Já nos EUA, onde um projeto de lei para que o TikTok corte relações com a empresa chinesa ByteDance foi aprovado recentemente no Congresso, a plataforma também está sob escrutínio da sociedade. Em janeiro deste ano, na mesma ocasião em que anunciou investimentos para a área de Trust & Safety, Shou Chew, o CEO do TikTok, esteve ao lado de Mark Zuckerberg, CEO da Meta e outros três executivos em uma audiência no Senado americano repleta de famílias cujos filhos foram alvo de abuso infantil em suas plataformas, incluindo jovens que cometeram suicídio após serem ameaçados por predadores online. Na ocasião, Zuckerberg pediu desculpas às famílias.

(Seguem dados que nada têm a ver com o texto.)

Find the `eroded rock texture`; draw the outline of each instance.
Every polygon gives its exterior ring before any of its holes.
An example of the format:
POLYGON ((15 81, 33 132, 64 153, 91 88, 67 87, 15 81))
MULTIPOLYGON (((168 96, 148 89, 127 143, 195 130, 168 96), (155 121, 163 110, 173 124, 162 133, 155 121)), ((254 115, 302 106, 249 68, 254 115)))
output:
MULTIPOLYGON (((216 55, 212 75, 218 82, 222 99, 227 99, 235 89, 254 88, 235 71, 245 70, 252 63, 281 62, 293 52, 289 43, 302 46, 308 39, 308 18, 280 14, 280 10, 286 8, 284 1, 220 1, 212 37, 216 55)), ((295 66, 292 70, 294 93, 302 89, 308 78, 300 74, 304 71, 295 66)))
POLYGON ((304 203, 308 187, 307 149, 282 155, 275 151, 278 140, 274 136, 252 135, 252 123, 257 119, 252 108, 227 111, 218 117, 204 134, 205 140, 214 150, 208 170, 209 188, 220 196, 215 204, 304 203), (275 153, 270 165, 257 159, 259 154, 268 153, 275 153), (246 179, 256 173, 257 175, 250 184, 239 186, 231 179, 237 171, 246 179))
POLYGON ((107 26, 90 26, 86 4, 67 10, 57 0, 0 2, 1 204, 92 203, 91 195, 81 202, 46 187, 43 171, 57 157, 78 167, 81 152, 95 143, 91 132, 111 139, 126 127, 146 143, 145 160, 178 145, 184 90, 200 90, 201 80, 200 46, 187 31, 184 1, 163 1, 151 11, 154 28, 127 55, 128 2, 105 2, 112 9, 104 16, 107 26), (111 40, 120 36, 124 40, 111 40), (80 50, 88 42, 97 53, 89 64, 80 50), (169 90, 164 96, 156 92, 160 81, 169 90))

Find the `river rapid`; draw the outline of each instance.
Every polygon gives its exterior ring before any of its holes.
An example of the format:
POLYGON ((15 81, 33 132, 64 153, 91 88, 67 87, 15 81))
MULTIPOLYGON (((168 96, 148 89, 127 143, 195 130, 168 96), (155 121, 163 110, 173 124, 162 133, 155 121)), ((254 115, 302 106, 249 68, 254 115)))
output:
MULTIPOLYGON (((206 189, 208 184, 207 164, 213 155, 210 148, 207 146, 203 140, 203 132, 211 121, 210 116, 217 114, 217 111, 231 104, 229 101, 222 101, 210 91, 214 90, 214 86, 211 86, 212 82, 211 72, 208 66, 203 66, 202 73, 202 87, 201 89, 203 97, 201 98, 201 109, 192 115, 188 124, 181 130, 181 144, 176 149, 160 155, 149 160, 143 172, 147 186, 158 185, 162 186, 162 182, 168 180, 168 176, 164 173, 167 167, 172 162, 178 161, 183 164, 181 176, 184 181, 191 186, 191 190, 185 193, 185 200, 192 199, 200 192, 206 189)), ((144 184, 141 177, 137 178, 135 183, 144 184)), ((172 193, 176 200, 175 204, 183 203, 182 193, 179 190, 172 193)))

Tanto as equipes de análise de dados de moderação de vídeos curtos quanto a de vídeos ao vivo (ou “lives”) foram afetadas pelas demissões da operação brasileira do TikTok, com redução de 15 funcionários para quatro em cada uma delas, totalizando ao menos 22 demissões só no setor de qualidade, de acordo com uma das fontes.
Outra fonte afirma que, no time de lives, foram realizadas de 10 a 15 demissões, de aproximadamente 35 funcionários, e que o time de líderes de garantia de qualidade para vídeos curtos foi quase todo desligado, restando apenas um profissional. A ByteDance não comentou os números.
Como funciona a moderação no TikTok
No TikTok, o processo de moderação de conteúdo é realizado em três camadas. A primeira etapa é feita automaticamente por uma inteligência artificial, que barra conteúdos potencialmente nocivos, que infrinjam direitos autorais ou os termos de uso da plataforma. Quando a IA falha em detectar algum problema (por exemplo, quando usuários camuflam o conteúdo inapropriado ou escrevem termos de forma propositalmente errada para driblar o robô), os moderadores humanos entram em ação. Em seguida, os vídeos já moderados passam por um último pente fino, em uma etapa com os analistas de qualidade, que atuam para manter o trabalho da moderação dentro de um padrão.
O último relatório de transparência da empresa, de setembro de 2023, faz menção à moderação por automação e humanos. Até setembro de 2022, os relatórios também incluíam informações detalhadas dos conteúdos extremos moderados, como suicídio, conteúdo violento e atividades sexuais.
Os funcionários da moderação ou de análise de qualidade de Trust & Safety são expostos a esses conteúdos, incluindo vídeos de pornografia, nudez infantil, violência extrema. Segundo os profissionais, desinformação só é detectada “na raça” pelos moderadores, dependendo do trabalho humano. No passado, Zuckerberg, já declarou como sistemas de IA têm dificuldades para detectar nuances no idiomas, que abre brechas para conteúdos mentirosos ou que incitam o ódio.
A ByteDance reconhece o impacto que esse tipo de conteúdo pode causar em seus moderadores e oferece programas de bem-estar e saúde mental para os funcionários da área.